Yu Zhengsheng, chairman of the Chinese People’s Political Consultative Conference (CPPCC) National Committee, opened the session at the Great Hall of the People in the heart of Beijing.

In a dark suit and a red tie, Yu commended the political advisory body’s work last year in helping formulate the 13th Five-Year Plan, comprehensively deepen reforms and advance law-based governance, improve people’s well-being, promote ethnic unity and religious harmony, and develop a favorable external environment for China’s development.

Special consultative meeting revolving around issues, such as reform of the government’s review and approval system and judicial structural reform, were held, while suggestions on a number of draft legislation and regulations, including the environmental protection tax law and the marine environmental protection law, were offered, Yu noted.

The CPPCC is an organization in the patriotic united front of the Chinese people, an important organ for multiparty cooperation and political consultation under the leadership of the Communist Party of China (CPC), and an important means of promoting socialist democracy in China’s political activities.

The main functions of the CPPCC are to conduct political consultation, exercise democratic supervision and participate in the discussion and the handling of state affairs.

Yu noted that the advisory body’s political consultations were made more fruitful last year while democratic oversight was strengthened, he said.

In particular, CPPCC National Committee members improved supervision over issues of wide public concerns such as investment approval system reforms and pollution control in northwest China’s Tengger Desert.

Their suggestions, criticisms and supervision helped improve authorities’ work to address those problems and the introduction of relevant policies, he added.

Thursday’s CPPCC session marks the start of the most important two weeks on China’s political calendar this year. The National People’s Congress (NPC), China’s national legislature, is set to begin its annual session Saturday.

Together dubbed colloquially as the “two sessions,” the dual meetings make regular yet crucial venues where political and economic developments are reviewed and discussed and key policies adopted.

This year, lawmakers are set to deliberate on a draft charity law aimed at boosting more public trust into the cause.

But it is on the economic front where the “two sessions,” closely watched by observers both at home and abroad, are granted extra heavy footing. Chinese Premier Li Keqiang will reveal the nation’s gross domestic product target this year in his government work report.

The draft 13th Five-Year Plan, a roadmap for the nation’s development from 2016 to 2020, will also be submitted to NPC lawmakers for review and approval.

At a time of slowing global economic recovery and considerable uncertainty in financial markets, people around the world will be combing through the two documents line-by-line the moments they come out to find various nuances of policy development.

China’s economy, long a reliable source of growth, expanded 6.9 percent year on year in 2015, the slowest rate in 25 years, weighed down by a property market downturn, falling trade and weak factory activities.

In his report, Yu pointed to the “supply-side reform” — a popular notion that includes reducing ineffective and low-end supply championed by Chinese President Xi Jinping — and to a new set of development philosophy as policy options at hand to respond to the slowing economy.
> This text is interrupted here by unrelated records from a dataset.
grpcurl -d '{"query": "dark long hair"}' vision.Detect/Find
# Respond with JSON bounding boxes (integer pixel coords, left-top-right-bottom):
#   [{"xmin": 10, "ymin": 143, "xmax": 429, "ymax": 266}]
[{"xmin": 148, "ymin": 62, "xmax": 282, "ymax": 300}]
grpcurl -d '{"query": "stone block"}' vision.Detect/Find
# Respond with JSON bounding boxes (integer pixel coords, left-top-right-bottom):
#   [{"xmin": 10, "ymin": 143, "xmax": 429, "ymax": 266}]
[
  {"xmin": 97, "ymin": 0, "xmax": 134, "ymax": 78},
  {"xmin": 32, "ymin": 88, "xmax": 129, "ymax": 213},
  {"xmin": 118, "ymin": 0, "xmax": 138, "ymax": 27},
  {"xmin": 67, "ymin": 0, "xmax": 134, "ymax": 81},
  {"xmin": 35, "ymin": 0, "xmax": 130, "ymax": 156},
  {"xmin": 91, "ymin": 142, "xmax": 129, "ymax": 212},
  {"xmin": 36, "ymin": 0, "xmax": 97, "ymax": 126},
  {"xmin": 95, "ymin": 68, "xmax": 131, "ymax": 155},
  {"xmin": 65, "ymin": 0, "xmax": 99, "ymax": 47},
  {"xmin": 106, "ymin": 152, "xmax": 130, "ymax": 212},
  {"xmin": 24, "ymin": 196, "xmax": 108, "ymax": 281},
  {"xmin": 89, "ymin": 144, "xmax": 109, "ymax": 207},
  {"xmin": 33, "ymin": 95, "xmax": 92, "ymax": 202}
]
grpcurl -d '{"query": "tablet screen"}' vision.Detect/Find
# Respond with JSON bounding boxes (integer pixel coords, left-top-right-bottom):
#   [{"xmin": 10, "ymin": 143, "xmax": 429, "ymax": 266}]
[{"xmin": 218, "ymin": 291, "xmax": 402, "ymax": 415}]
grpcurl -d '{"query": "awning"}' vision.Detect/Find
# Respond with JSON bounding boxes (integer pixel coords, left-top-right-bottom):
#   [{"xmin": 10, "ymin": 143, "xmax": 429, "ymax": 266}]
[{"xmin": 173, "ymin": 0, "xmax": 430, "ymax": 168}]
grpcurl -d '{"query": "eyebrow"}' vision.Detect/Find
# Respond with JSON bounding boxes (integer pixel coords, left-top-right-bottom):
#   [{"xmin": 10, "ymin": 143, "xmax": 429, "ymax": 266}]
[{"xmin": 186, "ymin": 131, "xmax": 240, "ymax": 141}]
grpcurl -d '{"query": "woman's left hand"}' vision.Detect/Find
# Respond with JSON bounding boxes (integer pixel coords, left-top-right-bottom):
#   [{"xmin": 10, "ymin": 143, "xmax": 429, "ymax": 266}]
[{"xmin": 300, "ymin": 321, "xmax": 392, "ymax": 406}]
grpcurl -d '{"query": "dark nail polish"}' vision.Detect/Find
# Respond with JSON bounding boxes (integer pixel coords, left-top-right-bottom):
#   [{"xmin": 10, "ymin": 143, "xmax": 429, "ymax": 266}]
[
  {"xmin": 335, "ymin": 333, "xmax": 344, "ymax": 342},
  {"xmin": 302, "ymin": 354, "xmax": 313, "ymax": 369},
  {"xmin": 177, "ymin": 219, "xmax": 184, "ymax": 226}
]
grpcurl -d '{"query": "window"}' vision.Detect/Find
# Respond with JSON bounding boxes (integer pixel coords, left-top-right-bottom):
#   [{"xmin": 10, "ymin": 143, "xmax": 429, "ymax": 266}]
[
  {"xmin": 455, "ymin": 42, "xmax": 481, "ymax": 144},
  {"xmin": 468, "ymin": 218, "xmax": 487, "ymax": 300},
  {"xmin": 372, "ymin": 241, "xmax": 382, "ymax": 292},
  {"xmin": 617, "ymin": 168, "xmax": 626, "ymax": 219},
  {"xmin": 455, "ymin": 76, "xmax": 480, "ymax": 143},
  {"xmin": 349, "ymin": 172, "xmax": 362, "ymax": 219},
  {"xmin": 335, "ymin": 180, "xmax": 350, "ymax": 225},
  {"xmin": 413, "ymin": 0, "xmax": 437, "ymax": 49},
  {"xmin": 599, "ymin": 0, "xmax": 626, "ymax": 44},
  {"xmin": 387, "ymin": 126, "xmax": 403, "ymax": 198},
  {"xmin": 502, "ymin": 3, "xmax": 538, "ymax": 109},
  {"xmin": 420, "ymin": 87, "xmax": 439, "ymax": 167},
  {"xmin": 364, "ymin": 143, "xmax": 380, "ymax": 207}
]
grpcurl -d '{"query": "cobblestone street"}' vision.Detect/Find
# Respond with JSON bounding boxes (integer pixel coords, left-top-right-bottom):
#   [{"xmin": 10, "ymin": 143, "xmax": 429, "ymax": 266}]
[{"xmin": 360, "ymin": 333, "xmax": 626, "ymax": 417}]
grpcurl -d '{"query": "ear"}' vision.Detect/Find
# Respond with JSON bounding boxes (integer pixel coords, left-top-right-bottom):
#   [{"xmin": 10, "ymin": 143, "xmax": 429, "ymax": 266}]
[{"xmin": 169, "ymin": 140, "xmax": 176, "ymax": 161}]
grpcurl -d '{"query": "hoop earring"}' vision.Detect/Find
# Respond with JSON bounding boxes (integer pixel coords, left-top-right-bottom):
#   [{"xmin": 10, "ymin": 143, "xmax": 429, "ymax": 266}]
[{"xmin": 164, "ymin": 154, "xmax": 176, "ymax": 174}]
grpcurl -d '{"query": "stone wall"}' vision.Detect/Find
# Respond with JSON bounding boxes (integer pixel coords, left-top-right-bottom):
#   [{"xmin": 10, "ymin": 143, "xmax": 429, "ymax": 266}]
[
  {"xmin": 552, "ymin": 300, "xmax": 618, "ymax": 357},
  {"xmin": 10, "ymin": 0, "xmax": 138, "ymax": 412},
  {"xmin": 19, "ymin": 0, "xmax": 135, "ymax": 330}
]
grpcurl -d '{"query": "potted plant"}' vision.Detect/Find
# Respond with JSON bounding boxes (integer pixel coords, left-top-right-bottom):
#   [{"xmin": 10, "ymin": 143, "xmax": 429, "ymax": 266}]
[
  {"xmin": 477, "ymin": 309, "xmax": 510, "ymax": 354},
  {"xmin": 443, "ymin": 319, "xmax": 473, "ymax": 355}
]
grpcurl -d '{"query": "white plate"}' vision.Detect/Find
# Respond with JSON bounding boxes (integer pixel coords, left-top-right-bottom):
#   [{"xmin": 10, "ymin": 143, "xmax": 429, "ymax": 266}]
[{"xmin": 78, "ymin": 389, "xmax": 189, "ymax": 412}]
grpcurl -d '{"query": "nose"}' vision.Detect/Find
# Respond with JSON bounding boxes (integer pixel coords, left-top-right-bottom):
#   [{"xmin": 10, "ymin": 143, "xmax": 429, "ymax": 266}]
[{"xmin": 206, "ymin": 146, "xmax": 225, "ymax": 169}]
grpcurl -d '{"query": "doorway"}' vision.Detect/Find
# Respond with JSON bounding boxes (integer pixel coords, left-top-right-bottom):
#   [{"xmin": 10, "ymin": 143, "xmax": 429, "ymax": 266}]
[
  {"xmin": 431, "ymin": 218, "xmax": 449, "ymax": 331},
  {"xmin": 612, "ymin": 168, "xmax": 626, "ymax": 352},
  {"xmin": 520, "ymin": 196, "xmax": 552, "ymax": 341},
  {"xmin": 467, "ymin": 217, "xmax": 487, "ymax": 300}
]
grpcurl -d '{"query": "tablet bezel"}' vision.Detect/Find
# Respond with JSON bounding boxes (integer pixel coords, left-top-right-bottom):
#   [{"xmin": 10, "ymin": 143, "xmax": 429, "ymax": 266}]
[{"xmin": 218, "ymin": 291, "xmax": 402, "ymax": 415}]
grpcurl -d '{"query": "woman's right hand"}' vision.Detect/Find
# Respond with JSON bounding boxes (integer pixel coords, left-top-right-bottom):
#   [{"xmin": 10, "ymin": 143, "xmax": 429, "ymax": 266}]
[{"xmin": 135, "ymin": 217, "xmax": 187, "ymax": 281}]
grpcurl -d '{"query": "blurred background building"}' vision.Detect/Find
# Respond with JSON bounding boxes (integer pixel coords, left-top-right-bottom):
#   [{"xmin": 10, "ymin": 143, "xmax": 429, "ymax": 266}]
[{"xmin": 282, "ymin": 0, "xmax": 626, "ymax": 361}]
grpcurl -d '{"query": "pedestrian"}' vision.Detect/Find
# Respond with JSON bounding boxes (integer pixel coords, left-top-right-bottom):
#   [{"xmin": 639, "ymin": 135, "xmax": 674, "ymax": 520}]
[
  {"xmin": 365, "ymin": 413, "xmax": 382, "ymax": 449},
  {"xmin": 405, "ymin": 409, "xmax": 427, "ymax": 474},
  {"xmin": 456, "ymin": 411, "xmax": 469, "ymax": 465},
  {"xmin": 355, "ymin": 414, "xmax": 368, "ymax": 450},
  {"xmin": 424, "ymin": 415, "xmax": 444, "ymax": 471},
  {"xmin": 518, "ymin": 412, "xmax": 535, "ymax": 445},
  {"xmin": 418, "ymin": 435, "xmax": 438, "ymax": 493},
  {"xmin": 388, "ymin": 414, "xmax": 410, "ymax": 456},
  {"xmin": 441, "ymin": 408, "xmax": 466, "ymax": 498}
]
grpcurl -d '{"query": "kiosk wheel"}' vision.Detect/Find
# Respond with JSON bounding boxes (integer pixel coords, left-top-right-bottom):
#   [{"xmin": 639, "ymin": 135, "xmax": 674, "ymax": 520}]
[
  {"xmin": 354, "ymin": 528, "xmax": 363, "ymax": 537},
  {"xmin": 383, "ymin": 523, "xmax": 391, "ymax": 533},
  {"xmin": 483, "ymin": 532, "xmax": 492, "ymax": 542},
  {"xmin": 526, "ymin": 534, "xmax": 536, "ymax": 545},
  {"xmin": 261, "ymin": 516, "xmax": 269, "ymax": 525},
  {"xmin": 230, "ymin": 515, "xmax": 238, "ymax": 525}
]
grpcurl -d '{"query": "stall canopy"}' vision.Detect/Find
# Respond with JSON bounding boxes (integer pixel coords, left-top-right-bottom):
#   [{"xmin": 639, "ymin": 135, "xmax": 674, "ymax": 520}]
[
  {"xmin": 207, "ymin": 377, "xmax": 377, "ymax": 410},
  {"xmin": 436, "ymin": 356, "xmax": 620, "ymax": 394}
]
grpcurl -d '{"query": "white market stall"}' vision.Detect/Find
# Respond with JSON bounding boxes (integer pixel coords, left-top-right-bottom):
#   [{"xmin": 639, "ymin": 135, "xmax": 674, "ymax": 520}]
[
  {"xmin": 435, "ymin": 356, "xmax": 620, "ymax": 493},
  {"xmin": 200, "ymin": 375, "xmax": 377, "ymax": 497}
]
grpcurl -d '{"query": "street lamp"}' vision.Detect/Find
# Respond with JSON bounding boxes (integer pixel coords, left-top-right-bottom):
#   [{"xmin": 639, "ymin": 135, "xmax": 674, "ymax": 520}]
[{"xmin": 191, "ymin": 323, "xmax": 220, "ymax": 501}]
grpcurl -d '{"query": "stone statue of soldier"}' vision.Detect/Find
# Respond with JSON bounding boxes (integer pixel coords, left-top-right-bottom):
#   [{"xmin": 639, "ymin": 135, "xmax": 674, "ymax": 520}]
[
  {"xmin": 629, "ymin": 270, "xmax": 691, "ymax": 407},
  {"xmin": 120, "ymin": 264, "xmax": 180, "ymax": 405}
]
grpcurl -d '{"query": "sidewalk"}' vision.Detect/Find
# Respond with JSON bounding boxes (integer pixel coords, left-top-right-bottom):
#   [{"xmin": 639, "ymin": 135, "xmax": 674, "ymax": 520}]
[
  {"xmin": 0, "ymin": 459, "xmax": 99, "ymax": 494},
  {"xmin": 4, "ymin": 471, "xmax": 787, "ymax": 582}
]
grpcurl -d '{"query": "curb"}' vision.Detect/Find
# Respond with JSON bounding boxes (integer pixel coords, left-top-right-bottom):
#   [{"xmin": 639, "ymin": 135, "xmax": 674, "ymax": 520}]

The CPPCC should “develop and follow the philosophy of innovative, coordinated, green, open and shared development,” and adapt to the new normal in economic development, the top political advisor said.

Achievements aside, Yu also admitted that there are still room for for improvement for the CPPCC’s work.

“Its investigations and research into key issues need to be more thorough, its mechanisms for democratic oversight need to be improved, its work on promoting unity and friendship needs to be expanded both in scope and in depth, and National Committee members need to do better in the performance of their duties,” Yu said.

Political advisors come from China’s various walks of life and ethnic groups. They often serve as the think-tank for the government, legislative and judicial organs, and put forward proposals on major political and social issues in the world’s most populous nation and second-largest economy.

The proposals are sometimes considered a rough barometer of public opinion, signaling issues of concern from industrial policy to domestic violence, and telegraph the general national agenda for the whole year and beyond.

A separate report presented at Thursday’s meeting showed about one third of over 6,000 proposals submitted by political advisors in 2015 centered on economic issues.

Yu Zhengsheng meanwhile urged advisors to devote their main efforts this year to making suggestions and proposals related to the implementation of the 13th Five-Year Plan, and raise the quality of their research and studies.

He also called on political advisors to uphold the leadership of the CPC, which is “the leadership core of the cause of socialism with Chinese characteristics and of the patriotic united front.”